第92話 教えて理子さん part1

 長いようであっという間だった夏休みを終え、再び学校での生活が始まる。8月も終わり、そろそろ過ごしやすい気温になって欲しいところだが、太陽は知らん顔で光と熱を放ち続け気温は夏とほとんど変わらない。残暑君、サービス残業しなくていいから帰ってくれない?


「おっす晴翔……」


「おはよう颯太……って随分と疲れた顔してるな」


「ああ……結局寝れたの3時過ぎだからな。ふわぁ……流石に眠いわ」


「3時って……余裕で終わる量だったのに、なんでまたそんな遅くなったんだ?」


 颯太の宿題を手伝った日、夕方まで手伝い続け、無事に7割まで終わらせることが出来た。これなら最終日に涙を流すこともなく、2学期を迎えられるなという話をしたのだが……。

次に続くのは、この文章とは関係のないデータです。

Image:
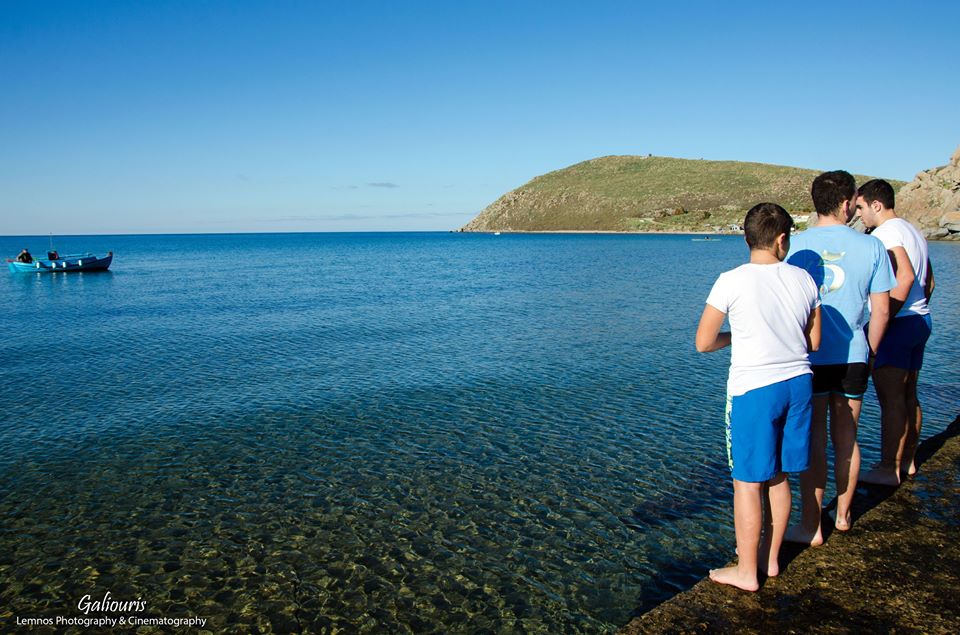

「いやぁ……これなら余裕だ!ってだらだらしてたらいつの間にか終わりが近付いてた的な?」


「はぁ……先に終わらせてからのんびりしろよ」


「ま、間に合ったからセーフってことで……」


 頭をポリポリと書きながら笑う颯太を見て俺はため息を溢す。


「別にいいけどさ……この後テストだぞ?」


「……あっ」


 どうやら宿題のことで頭が一杯でテストまで目が行っていなかったらしい。既に散々な結果になる未来が見えてくる……。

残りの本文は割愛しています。